Ottawa n'a pas à obtenir le consentement des provinces s'il veut réformer le Sénat, croient les conservateurs. Et dans l'éventualité où le fédéral voudrait aller jusqu'à son abolition, l'accord unanime des provinces ne serait pas nécessaire, estiment-ils.

Le gouvernement du Canada a déposé mercredi un mémoire contenant les arguments qu'il plaidera en cour, dans l'espoir d'aller de l'avant avec sa réforme du Sénat.

Le document de 80 pages offre des points de vue juridiques soutenant une position réitérée par le ministre de la Réforme démocratique Pierre Poilièvre en conférence de presse: la Chambre haute doit être réformée ou abolie - même si les conservateurs préfèrent pour l'instant la première option.

La Cour d'appel du Québec et la Cour suprême du Canada doivent toutes les deux entendre un renvoi sur la réforme du Sénat, une institution qui a été au centre de nombreux scandales ce printemps.

Le premier ministre Stephen Harper et ses troupes croient que le Parlement n'a pas besoin de l'aval des provinces pour réformer la Chambre haute, pas plus qu'il n'a l'obligation d'ouvrir la Constitution. Québec est catégoriquement opposé à cette interprétation.

Avec C-7, leur dernier projet de loi sur le sujet, les conservateurs veulent limiter à neuf ans le mandat des représentants de la Chambre haute, plutôt qu'une retraite imposée à 75 ans, comme c'est le cas actuellement. Ils proposent également un processus d'élection des candidats pour les provinces qui souhaiteraient le faire. Le premier ministre pourrait alors recommander que ces élus soient nommés sénateurs.

Cela ne modifierait pas la Constitution du pays, selon le fédéral, puisqu'il ne s'agit pas d'un suffrage direct.

«L'hypothèse selon laquelle les premiers ministres seront moralement ou politiquement tenus de choisir sur la liste est sans fondement», peut-on lire dans le mémoire.

Ottawa croit de plus qu'il peut modifier les conditions de propriété, qui nécessitent, selon la Loi constitutionnelle de 1867, qu'une personne possède l'équivalent de 4000$ en biens pour être nommée à un poste de sénateur.

«Les conditions de propriété ne constituent pas un indicateur fiable de la qualité ou du caractère d'une personne, ne garantissent pas sa liberté de réflexion et n'offrent pas non plus un aperçu particulier d'un examen plus approfondi du processus législatif», écrivent les avocats du procureur général du Canada.

Abolition?

Dans son renvoi auprès du plus haut tribunal du pays, Ottawa demande par ailleurs aux magistrats s'il peut abolir le Sénat, même si une province y est opposée.

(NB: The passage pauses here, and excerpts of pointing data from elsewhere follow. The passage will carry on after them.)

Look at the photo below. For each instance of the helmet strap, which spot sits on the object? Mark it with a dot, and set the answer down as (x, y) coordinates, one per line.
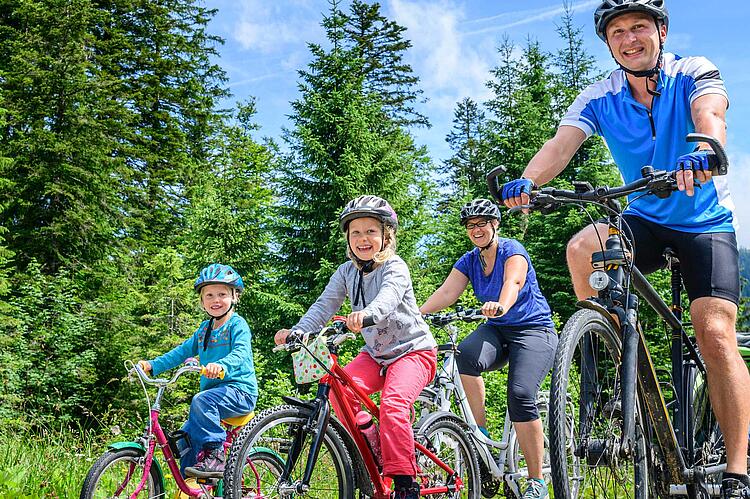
(482, 249)
(210, 327)
(649, 74)
(359, 282)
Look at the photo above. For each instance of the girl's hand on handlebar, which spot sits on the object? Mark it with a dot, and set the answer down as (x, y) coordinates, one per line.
(212, 370)
(492, 309)
(354, 321)
(281, 336)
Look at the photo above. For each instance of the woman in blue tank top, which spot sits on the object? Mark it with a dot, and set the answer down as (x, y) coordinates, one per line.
(520, 331)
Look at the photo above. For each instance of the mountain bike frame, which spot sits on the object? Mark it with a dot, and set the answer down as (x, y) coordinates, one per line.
(332, 388)
(448, 380)
(638, 374)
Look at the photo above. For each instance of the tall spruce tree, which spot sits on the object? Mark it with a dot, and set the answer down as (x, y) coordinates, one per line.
(59, 132)
(379, 42)
(469, 138)
(161, 55)
(343, 144)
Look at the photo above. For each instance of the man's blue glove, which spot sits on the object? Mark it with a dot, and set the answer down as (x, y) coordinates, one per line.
(514, 188)
(695, 161)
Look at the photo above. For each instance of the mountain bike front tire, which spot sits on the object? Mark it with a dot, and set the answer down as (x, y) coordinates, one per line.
(274, 432)
(587, 369)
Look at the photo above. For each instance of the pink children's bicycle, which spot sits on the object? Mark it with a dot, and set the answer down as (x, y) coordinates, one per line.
(129, 470)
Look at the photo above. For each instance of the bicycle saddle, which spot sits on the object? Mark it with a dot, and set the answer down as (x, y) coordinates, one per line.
(239, 420)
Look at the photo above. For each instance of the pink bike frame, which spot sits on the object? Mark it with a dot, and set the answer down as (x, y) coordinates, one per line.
(161, 439)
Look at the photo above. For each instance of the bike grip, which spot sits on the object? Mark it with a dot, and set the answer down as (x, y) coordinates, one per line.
(221, 374)
(720, 163)
(492, 183)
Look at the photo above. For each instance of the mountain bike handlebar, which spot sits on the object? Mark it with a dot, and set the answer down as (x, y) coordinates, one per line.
(469, 315)
(658, 182)
(337, 333)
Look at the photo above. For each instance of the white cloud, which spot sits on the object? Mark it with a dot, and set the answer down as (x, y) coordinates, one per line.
(521, 17)
(270, 27)
(448, 66)
(739, 179)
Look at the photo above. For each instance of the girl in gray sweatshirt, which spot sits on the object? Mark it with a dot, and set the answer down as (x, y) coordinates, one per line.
(399, 356)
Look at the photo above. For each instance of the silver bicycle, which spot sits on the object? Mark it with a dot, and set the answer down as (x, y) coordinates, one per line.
(501, 461)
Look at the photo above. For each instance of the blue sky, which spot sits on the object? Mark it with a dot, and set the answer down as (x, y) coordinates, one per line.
(454, 47)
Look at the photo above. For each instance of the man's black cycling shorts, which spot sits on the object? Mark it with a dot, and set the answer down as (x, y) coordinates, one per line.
(709, 262)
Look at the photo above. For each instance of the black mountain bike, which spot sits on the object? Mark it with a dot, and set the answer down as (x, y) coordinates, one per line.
(630, 441)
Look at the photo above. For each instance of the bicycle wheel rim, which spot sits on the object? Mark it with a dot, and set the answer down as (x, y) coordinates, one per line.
(447, 439)
(266, 444)
(709, 451)
(587, 374)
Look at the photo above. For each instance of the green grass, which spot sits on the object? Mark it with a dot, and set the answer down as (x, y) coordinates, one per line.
(50, 464)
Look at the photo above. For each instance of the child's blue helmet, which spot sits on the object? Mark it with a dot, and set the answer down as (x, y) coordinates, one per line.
(217, 273)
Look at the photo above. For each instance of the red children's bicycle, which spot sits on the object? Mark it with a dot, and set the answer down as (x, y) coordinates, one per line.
(325, 456)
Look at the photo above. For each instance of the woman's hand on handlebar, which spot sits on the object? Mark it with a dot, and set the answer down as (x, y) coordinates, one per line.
(492, 309)
(281, 336)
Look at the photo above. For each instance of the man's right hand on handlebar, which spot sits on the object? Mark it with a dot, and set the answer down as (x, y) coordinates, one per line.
(694, 165)
(516, 192)
(281, 336)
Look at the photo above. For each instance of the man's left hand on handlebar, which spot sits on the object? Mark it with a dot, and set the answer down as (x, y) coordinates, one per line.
(690, 167)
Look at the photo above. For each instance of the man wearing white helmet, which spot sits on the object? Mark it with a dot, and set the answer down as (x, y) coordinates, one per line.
(644, 110)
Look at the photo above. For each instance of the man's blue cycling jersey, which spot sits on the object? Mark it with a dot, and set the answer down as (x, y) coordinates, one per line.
(637, 137)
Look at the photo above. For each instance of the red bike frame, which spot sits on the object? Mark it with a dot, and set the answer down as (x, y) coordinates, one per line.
(340, 381)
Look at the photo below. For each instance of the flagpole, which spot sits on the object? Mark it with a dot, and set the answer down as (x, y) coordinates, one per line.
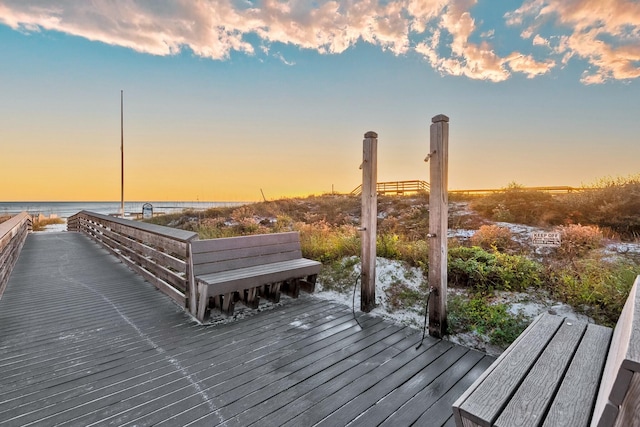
(121, 155)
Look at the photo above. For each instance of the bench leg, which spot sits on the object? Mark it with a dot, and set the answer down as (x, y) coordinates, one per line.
(228, 303)
(273, 292)
(292, 288)
(309, 285)
(250, 297)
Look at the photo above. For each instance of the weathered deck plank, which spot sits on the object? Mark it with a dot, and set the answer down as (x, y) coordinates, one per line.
(85, 341)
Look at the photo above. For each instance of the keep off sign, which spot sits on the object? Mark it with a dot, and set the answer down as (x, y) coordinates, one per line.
(549, 239)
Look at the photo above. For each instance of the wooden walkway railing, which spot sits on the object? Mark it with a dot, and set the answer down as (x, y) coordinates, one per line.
(396, 187)
(160, 254)
(13, 233)
(557, 189)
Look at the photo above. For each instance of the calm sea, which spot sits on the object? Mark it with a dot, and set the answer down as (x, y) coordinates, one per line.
(66, 209)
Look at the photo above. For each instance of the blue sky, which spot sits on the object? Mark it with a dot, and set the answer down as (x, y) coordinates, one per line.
(224, 98)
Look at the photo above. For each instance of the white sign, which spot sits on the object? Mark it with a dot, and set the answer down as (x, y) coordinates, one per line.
(147, 211)
(543, 238)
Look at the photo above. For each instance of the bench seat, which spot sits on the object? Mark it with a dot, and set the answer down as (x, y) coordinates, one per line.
(247, 267)
(560, 372)
(250, 277)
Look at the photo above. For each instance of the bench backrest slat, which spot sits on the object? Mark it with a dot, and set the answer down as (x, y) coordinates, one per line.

«Pouvons-nous abolir le Sénat sans le consentement unanime des provinces? Nous soutenons que oui», a tranché M. Poilièvre en conférence de presse.

Même si cette dernière option n'est pas dans les cartons pour l'instant, le nouveau ministre estime que le fédéral doit en avoir le coeur net quant à l'étendue de ses pouvoirs.

«Il y a un débat au Parlement là-dessus, l'opposition officielle propose l'abolition totale, le premier ministre de la Saskatchewan (Brad Wall) lui-aussi le propose, et nous sommes prêts à écouter la direction de la Cour suprême à l'égard de nos pouvoirs et de la procédure nécessaire pour faire un tel amendement à la Constitution», a-t-il plaidé.

Dans le factum déposé en cour, Ottawa soutient que le principe du 7/50 énoncé dans la Loi constitutionnelle de 1982 - soit l'accord d'au moins sept provinces représentant 50% de la population - est suffisant pour liquider l'institution.

Le renvoi à la Cour d'appel du Québec sera entendu les 10 et 11 septembre, suivi de celui à la Cour suprême, du 12 au 14 novembre.

Les dépenses des sénateurs ont fait les manchettes au cours de la dernière année, particulièrement avec l'affaire Duffy. Le sénateur Mike Duffy a accepté un chèque de 90 000$ de Nigel Wright, alors chef de cabinet de M. Harper, afin de rembourser des allocations de logement auxquelles il n'avait pas droit.